Pendidikan
Pengertian Seni Grafis, Sejarah, Jenis, Alat dan Contoh

Pengertian Seni Grafis, Sejarah, Jenis, Alat dan Contoh

Pahami grafik

Percetakan adalah seni dua dimensi yang dibuat melalui teknik pencetakan. Contoh: sablon, letterpress (seperti prangko), flat printing (litografi), dll.

 

Pengertian-Seni-Grafis,-Sejarah,-Jenis,-Alat-dan-Contoh

Menurut “Susanto”, grafik berasal dari bahasa Yunani yaitu “Graphein” yang artinya “menulis”. Grafik dalam bahasa Inggris adalah grafik atau grafik, yaitu tulisan, lukisan dengan cara mengukir atau menggaruk.

Kata “grafis” mungkin mirip dengan istilah “gambar” dalam “desain grafis”, tetapi “grafis” di sini berarti seni mencetak manual tanpa mesin cetak. Bahkan jika mesin cetak adalah teknologi yang lebih canggih saat ini, pencetakan grafis manual tetap digunakan.

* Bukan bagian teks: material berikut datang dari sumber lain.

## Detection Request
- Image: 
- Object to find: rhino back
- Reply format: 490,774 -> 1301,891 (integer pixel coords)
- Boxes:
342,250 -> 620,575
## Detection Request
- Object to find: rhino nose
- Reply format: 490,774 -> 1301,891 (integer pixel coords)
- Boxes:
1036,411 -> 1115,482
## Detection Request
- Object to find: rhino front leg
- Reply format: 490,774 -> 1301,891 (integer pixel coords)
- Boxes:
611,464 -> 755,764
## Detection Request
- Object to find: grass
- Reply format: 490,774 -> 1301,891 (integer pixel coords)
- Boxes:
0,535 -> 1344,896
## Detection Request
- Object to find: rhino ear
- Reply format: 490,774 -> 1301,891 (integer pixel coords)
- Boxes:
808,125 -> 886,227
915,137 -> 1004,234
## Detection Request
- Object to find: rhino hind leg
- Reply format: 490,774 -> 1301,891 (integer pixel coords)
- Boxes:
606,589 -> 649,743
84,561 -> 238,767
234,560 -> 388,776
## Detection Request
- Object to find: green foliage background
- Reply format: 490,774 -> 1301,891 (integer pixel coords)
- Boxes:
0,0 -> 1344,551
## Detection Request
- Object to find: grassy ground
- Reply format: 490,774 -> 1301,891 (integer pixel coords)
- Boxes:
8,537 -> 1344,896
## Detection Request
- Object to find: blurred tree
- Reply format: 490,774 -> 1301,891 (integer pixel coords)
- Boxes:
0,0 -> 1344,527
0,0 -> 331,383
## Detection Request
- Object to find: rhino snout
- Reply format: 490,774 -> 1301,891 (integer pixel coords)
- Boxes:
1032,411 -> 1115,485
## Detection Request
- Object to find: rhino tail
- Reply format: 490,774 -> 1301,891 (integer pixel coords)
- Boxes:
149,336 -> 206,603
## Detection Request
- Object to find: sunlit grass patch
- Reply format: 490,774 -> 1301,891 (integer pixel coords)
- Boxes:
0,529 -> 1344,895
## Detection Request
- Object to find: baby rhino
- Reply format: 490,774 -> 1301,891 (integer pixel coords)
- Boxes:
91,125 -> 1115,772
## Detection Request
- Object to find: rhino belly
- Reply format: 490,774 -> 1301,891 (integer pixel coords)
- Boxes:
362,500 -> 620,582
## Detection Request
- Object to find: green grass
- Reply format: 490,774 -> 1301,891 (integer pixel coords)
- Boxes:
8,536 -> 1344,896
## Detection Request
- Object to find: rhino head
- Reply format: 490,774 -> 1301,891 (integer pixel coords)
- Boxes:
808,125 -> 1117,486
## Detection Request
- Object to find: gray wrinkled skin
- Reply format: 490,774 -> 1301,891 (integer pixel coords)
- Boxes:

Alasannya hanya terletak pada pilihan estetika seorang seniman dalam pemilihan teknologi dan media. Bisa juga karena proses pencetakan grafis manual sebenarnya lebih efisien daripada mesin cetak, karena mesin cetak hanya efektif dalam produksi industri skala besar.

Sejarah grafik

Seni grafis awalnya dikembangkan di Tiongkok. Di sana seni grafis digunakan untuk menduplikasi tulisan religius. Tulisan itu diukir di kayu dan dicetak di atas kertas. Cina menemukan kertas secara massal pada tahun 105 pada masa pemerintahan Dinasti Yi.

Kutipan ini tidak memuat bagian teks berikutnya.